= Elizabeth Marquardt =

Elizabeth Marquardt is author of Between Two Worlds: The Inner Lives of Children of Divorce (Crown, 2005) which reports the first national study in the United States of grown children of divorce. In 2001, she co-authored (with Norval Glenn) a national study titled "Hooking Up, Hanging Out, and Hoping for Mr. Right: College Women on Dating and Mating Today." In 2010, she co-authored with Norval Glenn and Karen Clark the study "My Daddy's Name is Donor: A New Study of Young Adults Conceived Via Sperm Donation."

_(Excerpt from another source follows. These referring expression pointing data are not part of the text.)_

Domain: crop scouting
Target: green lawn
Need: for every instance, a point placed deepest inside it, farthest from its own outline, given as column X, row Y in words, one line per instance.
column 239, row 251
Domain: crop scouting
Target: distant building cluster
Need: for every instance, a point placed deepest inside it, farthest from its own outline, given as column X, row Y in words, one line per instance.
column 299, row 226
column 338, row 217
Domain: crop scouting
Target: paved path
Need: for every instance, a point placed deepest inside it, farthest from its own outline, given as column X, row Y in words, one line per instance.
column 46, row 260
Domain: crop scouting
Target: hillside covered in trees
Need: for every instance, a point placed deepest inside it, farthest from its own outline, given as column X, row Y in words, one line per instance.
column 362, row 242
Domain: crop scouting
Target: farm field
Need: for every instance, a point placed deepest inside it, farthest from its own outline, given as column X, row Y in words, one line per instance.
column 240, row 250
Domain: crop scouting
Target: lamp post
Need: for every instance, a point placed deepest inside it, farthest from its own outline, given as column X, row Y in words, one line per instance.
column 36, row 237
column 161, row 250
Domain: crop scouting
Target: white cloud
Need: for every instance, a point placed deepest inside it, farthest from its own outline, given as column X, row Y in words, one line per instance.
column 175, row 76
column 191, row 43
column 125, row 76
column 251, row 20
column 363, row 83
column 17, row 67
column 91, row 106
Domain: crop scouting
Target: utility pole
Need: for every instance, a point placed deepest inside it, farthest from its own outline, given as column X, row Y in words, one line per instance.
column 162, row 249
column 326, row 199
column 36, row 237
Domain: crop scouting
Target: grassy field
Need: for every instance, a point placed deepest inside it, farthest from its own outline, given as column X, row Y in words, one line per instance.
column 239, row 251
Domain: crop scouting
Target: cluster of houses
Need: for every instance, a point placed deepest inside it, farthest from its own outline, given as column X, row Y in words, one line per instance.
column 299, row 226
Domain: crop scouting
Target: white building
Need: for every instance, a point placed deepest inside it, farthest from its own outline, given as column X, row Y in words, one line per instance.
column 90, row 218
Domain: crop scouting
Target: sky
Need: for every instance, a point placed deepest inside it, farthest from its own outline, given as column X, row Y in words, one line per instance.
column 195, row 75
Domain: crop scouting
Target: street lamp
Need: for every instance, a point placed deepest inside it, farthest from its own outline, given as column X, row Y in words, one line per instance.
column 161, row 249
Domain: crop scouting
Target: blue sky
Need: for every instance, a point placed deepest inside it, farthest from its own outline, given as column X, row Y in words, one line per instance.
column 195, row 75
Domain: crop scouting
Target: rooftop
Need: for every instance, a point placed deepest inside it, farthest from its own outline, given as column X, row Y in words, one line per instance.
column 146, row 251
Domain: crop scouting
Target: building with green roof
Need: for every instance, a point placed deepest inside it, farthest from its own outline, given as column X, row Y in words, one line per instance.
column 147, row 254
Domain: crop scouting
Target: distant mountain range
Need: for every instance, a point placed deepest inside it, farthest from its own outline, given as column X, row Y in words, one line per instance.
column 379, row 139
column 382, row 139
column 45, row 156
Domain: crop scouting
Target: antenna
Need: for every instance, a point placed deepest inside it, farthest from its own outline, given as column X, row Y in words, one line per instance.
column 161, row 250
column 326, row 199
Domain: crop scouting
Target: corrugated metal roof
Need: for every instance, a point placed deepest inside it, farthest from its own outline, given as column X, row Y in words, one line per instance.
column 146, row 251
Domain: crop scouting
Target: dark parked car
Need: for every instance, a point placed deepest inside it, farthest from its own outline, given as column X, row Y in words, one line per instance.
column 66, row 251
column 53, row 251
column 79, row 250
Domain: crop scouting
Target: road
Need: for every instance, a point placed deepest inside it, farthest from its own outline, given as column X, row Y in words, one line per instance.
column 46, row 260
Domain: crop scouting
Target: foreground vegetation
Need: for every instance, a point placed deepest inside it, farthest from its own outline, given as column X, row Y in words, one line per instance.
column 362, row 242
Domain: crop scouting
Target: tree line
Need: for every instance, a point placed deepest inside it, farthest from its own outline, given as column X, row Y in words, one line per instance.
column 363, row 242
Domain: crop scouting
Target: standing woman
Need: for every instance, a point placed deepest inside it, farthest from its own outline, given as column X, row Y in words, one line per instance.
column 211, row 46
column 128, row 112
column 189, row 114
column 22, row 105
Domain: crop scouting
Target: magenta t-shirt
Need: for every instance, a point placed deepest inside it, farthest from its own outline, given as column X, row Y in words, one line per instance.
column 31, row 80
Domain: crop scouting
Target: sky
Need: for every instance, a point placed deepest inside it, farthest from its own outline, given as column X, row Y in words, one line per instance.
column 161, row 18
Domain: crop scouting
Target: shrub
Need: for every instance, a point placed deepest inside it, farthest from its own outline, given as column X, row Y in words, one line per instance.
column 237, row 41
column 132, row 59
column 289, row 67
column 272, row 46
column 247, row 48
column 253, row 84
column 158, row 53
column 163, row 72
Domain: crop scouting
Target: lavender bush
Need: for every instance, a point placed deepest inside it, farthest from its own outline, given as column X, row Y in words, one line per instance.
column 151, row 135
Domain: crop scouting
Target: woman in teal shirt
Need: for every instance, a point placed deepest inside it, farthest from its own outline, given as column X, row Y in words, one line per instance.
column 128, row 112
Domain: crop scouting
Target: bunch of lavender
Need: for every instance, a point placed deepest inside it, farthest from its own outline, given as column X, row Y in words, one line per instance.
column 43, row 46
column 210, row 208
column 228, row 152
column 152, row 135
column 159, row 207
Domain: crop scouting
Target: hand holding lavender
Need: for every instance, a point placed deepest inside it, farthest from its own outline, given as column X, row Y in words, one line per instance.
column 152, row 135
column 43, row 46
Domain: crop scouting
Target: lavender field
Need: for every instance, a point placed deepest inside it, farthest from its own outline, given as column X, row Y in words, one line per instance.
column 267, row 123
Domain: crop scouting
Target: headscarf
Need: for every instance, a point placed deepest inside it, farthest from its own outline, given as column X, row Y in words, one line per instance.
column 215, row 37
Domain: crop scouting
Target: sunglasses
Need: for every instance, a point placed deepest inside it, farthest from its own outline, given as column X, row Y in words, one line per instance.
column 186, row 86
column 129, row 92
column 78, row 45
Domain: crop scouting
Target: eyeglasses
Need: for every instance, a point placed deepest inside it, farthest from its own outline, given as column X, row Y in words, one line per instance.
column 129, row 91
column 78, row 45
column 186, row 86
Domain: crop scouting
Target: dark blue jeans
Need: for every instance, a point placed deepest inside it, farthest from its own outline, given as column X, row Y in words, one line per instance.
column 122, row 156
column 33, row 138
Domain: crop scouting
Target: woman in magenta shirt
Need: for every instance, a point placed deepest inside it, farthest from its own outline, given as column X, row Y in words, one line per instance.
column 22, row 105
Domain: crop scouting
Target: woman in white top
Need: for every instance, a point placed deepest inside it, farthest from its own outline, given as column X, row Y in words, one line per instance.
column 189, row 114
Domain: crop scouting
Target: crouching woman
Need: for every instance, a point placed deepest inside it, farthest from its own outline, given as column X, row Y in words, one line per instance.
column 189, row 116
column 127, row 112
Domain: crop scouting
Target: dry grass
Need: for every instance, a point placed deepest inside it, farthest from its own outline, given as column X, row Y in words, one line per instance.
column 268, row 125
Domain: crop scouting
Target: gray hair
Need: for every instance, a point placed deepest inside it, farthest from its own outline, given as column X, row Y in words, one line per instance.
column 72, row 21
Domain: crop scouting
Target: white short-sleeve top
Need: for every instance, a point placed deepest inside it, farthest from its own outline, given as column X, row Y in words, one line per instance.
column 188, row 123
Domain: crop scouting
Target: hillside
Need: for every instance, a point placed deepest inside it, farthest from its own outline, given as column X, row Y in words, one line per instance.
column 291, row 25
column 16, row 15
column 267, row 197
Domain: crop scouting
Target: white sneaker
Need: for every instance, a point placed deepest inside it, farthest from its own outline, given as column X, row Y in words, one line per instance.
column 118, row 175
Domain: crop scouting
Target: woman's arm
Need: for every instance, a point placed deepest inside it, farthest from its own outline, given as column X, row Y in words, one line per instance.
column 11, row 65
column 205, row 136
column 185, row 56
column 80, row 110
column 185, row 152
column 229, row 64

Marquardt appeared on news programs including NBC's Today, CNN, ABC, FOX, CBS, and PBS, BBC World News and national and local NPR stations. She published opinion pieces in the New York Times, Washington Post, Los Angeles Times, Slate, Huffington Post, and The Atlantic online. Her peer-reviewed single authored and co-authored chapters appeared in Social Science Research, John Marshall Law Review, and Sociology of Religion, and in volumes from New York University Press and Paradigm Press. She was a scholar at the Institute for American Values from 2000 to 2013. In spring 2013, she was a lecturer in American Studies at Lake Forest College.

Marquardt holds master's degrees in divinity and international relations from the University of Chicago and a B.A. in history with a minor in women's studies from Wake Forest University. She grew up in North Carolina.